Before you wonder how it all works, how one takes a human conscious and uploads it to the cloud, consider "San Junipero," the Emmy award-winning episode that showed just how beautiful of a reality that could be, even as a virtual simulation. The episode is one of the most hopeful in the series' catalog, but its to-be-continued counterpart, "Hang the DJ," doesn't hit the same notes. If anything, this episode is one of many, reiterating a pathos Black Mirror has already shown you: love can be a chemical reaction, or an arrangement made by a sterile algorithm; parenting can be a messy learning process, or an exercise in omniscient surveillance and coddling; memories can help build the narrative of your past self, or haunt the narrative of your present self. The key theme here is autonomy, the ability to self-govern and control the realities and conditions of your world and physicality, which is something virtual bodies lack. With news of sex robots in development, it looks like inanimate toys—whether virtual or robotic—will have their turn with indefinite servitude. But Black Mirror explores what this really looks like in the wrong hands, an object with human traits subject to the torture and co-dependency of its user. Human catharsis has never looked weirder.
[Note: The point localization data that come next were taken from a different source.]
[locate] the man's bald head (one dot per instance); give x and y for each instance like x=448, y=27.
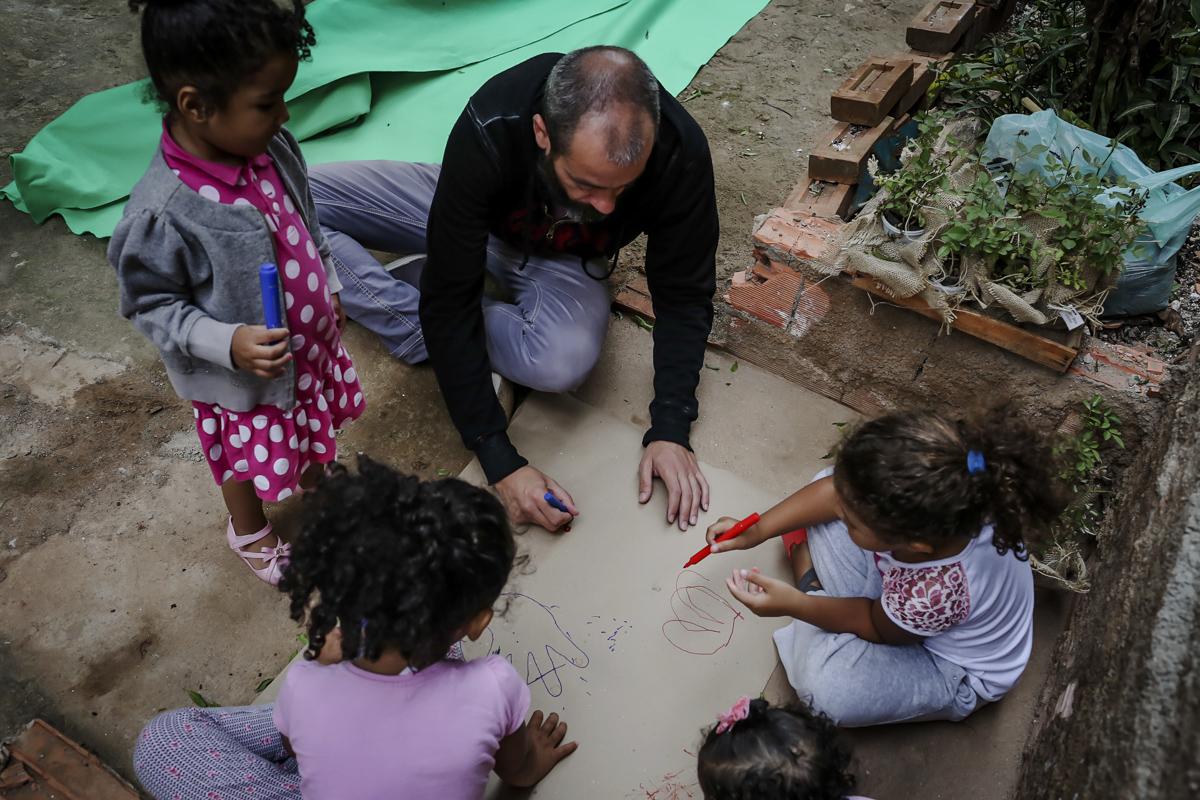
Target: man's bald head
x=609, y=90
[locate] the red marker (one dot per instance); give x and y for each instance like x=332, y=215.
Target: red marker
x=736, y=530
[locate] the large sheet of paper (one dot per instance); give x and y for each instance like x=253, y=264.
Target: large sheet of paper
x=636, y=654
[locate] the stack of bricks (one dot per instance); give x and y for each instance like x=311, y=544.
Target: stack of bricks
x=871, y=112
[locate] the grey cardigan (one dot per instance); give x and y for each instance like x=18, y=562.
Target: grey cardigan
x=187, y=270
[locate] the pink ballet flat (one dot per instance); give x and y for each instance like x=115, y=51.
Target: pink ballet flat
x=273, y=559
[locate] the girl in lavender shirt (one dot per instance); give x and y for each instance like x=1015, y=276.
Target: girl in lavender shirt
x=418, y=565
x=756, y=751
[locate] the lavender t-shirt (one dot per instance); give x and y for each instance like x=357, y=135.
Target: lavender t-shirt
x=426, y=734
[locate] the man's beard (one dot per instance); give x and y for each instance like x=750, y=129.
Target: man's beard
x=558, y=198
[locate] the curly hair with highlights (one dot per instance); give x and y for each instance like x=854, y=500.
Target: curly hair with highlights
x=216, y=44
x=906, y=475
x=403, y=564
x=783, y=753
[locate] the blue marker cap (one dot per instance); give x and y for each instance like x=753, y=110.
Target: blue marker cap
x=269, y=282
x=556, y=503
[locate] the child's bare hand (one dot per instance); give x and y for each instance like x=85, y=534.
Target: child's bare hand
x=546, y=747
x=762, y=595
x=742, y=542
x=261, y=350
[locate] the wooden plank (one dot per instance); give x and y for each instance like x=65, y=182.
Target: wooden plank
x=1024, y=343
x=821, y=198
x=841, y=155
x=940, y=25
x=73, y=773
x=871, y=91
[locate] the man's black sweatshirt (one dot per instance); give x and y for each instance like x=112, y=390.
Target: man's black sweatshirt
x=490, y=185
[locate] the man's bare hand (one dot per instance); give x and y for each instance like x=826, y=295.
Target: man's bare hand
x=523, y=494
x=679, y=471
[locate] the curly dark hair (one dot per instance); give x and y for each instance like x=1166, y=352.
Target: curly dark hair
x=783, y=753
x=215, y=44
x=405, y=564
x=905, y=474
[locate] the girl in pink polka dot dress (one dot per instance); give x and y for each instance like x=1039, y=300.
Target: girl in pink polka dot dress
x=226, y=192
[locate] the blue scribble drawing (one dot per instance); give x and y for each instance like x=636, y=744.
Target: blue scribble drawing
x=544, y=662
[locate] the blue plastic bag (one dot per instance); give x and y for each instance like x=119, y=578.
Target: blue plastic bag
x=1145, y=283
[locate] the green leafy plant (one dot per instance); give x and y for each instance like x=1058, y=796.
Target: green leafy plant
x=1084, y=469
x=918, y=179
x=1090, y=236
x=985, y=227
x=1128, y=70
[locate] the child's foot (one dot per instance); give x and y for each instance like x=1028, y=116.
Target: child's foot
x=802, y=567
x=262, y=551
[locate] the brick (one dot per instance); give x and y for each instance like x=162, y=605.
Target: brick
x=821, y=199
x=790, y=236
x=767, y=292
x=871, y=91
x=940, y=25
x=841, y=155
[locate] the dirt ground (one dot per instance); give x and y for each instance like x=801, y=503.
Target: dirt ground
x=117, y=593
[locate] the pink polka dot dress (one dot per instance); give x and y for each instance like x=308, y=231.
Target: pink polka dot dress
x=269, y=445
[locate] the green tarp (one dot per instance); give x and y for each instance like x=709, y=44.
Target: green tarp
x=387, y=80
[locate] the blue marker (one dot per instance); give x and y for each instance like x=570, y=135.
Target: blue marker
x=269, y=281
x=556, y=503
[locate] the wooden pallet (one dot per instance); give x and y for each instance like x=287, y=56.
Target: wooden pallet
x=46, y=764
x=1023, y=342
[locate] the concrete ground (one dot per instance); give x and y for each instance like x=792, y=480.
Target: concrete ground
x=117, y=590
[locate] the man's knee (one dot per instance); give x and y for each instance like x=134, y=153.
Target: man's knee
x=564, y=360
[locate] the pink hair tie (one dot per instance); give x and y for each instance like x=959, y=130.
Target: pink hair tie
x=739, y=711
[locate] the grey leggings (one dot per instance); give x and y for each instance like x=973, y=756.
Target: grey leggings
x=859, y=683
x=549, y=338
x=215, y=755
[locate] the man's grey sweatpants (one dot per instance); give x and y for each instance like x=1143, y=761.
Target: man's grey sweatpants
x=855, y=681
x=549, y=338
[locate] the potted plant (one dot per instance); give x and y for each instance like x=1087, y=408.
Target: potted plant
x=984, y=228
x=910, y=187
For those of us that have a sticker covering the camera of our MacBooks, there's a familiar sentiment you'll find in this anthology series that mixesTwilight Zone's ethos with David Cronenberg's shock value. It's the terrifying reality that our creations can ironically complicate and impinge our freedoms and nature as humans, but, like an after-school special, we get it. Certain tropes are recycled in this season (harvesting memories, implanting small, white devices into brains, and chronic paranoia), and the effect is like a numbing parable. "Arkangel" shares a similar moral dilemma with season one's "The Entire History of You." Then there's the "Crocodile" episode where, again, memories are used in legal and interpersonal investigations. It seems most critics are taken with the first episode, "USS Callister," a layered examination of a man who indulges fetishistic power play in a Star Trek-esque fantasyland by collecting DNA samples to create virtual copies of his co-workers. The writing is sharp, guiding the audience to sympathize with his awkward behavior only to reveal his toxic personality: an insecure man exploring control by stripping it from his virtual pals.

In most Black Mirror stories, the pathos revolves around a character's inability to see how their worst proclivities are enabled by the technologies they abuse, and "USS Callister" delivers, offering a look into the joys and horror of escapism. There is something cathartic and pleasurable about ruling as an omniscient power, an anonymous god to the virtual worlds we create, but escapism alone cannot rectify the conditions of our realities. Season four succeeds because it still captures the humanity of it all, the blood pumping beneath the simulation and the humans that choose to find authenticity in coding and algorithms.